I had no idea how many steps I took before I started wearing my FR235. Turns out 4000-5000 steps, not including running was pretty standard for me. While that is perfectly acceptable when I go out and run 8000-18,000 steps in the same day, when I take a day off running, my step count plummets. 

Finally getting to the topic, the first way the watch changed me was though an inactivity bar. After not walking or moving much for one hour, the watch will beep and vibrate at me, encouraging me to do about 100 steps to reset it. This is great! It’s a simple reminder that I need to take little breaks during my workday to stretch my legs. It takes about two minutes of walking to reset the inactivity bar. People say sitting is the new smoking, and I won’t argue. Humans aren’t meant to sit at desks for 8-10 hours a day… before going home to sit on a couch for a few more hours. If a little beep and buzz reminds me to spend two minutes moving around, it’s well worth the awkwardness in meetings when during a moment of silence my watch beeps. While the inactivity bar probably only added about 500-1000 steps to my average day, it was the first and most significant change in my routine.

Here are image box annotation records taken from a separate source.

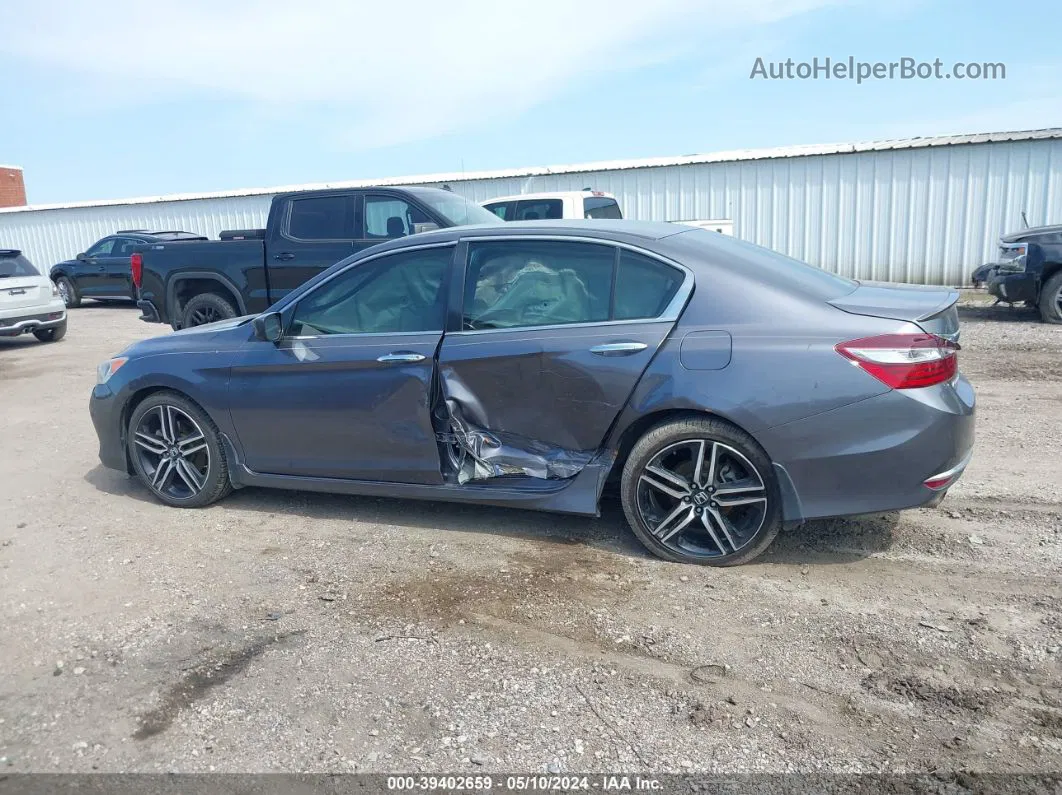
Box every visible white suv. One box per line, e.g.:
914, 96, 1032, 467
481, 188, 623, 221
0, 248, 66, 342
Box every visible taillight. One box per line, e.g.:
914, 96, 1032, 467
130, 254, 143, 290
836, 334, 959, 390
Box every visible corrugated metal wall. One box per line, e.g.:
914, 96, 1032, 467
0, 139, 1062, 286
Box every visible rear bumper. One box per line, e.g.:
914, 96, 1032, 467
88, 384, 129, 472
758, 376, 975, 520
0, 307, 66, 336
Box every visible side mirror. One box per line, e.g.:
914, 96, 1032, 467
253, 312, 284, 343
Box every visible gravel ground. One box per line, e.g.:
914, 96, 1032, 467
0, 295, 1062, 773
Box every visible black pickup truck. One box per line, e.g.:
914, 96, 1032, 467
971, 219, 1062, 324
132, 188, 504, 329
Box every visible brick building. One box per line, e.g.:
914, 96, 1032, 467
0, 166, 25, 207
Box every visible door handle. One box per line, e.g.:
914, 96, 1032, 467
590, 342, 649, 356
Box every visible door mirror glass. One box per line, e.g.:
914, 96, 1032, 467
254, 312, 284, 342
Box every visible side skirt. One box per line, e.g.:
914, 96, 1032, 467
229, 451, 614, 517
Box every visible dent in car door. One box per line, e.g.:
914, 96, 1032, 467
439, 240, 685, 482
229, 245, 453, 484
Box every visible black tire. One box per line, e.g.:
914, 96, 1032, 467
33, 322, 66, 342
1040, 271, 1062, 325
125, 392, 233, 508
620, 417, 782, 566
181, 293, 236, 328
55, 276, 81, 309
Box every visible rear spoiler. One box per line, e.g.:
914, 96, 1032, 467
218, 229, 266, 240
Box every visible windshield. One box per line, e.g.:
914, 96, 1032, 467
416, 191, 506, 226
0, 252, 40, 279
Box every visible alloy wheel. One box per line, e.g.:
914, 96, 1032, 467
637, 438, 768, 557
188, 307, 224, 326
133, 403, 210, 500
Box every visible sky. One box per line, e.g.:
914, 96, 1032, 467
0, 0, 1062, 204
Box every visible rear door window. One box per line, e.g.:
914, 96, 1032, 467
463, 240, 616, 330
583, 196, 623, 219
512, 198, 564, 221
85, 238, 116, 257
613, 248, 684, 321
289, 246, 453, 336
365, 194, 431, 240
288, 195, 355, 240
483, 202, 513, 221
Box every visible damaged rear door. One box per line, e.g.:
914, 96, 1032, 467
436, 237, 692, 483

The second way the watch changed me was the heart rate monitoring. When I keep saying I struggled to run in the heat this summer, I have heart rate data to back it up. My heart rate would climb into the 160s and 170s while I was running slower than 8 minutes per mile pace on flat ground, which is ridiculous! That means my body was working really hard to perform a task that under cooler conditions would result in a heart rate in the 130s. While I don’t like the Garmin recovery estimation after a workout because after just about every longer run I do it tells me I need 3-4 days of rest, the constant heart rate monitoring has helped me understand my perceived effort better. In other words, often in running you really need to do workouts at a perceived effort, not a concrete pace, and it’s hard to describe that without using heart rate. I ran with a heart rate monitor a number of times in the past, but not for every run, and especially not for most recovery runs. However, those recovery runs are probably the best time to use the heart rate monitor so that you really do take it as easy as you need.

The third way the watch changed me was through the step counter, by wanting to get in my goal number of steps per day. Typically when I run this isn’t an issue, but some days when I only do a few miles, it is, and I have to take an evening walk to reach my goal. While I have always enjoyed walks, this has given me some extra motivation to actually go out and put in 2000 steps after supper. 

The final way the watch has affected me, although I would not say it has changed me like the first three, is health metrics like sleep tracking and resting heart rate tracking. I don’t really do anything with the information, other than use it for confirmation bias that yes when I am averaging 7 hours of sleep over the past week I might need more rest, or when my resting heart rate dips below 45 yes I am indeed in okay shape.

I realize that the three benefits that I mention can be had on a watch without GPS and bluetooth connectivity to a smartphone, so you don’t need to go out and spend this kind of money on a activity tracker, in fact, it’s overkill if you don’t plan to use the GPS or the continuous heart rate monitoring. After all, I did use the thing to the top of Mt. Everest, and I’m pretty sure that of the tens of thousands of people that have bought the watch so far, I was the only one to really put it through it’s paces on top of the world. 


As a footnote, I’m writing this now because Apple Watch Series 2 came out not too long ago and now that GPS is internal, it can do all of the same that my Garmin FR235 watch does, and more, although the GPS time seems to max out at 5 hours, versus 11 for my FR235, which is a big difference for a person like me. I like getting text messages to my watch, and notifications for flights or weather. While I never used to wear a watch, now seems to be the time when having a smart watch seems reasonable. I imagine in about two years when the next generation of Garmins and Apple Watch are released, I will be totally sold on wearing a watch all the time the rest of my life, which is just not something I did the first 29 years. A watch was a tool for my running and mountaineering, but wasn’t incorporated into my life the way it is now. Of course... this could change as I grow and change.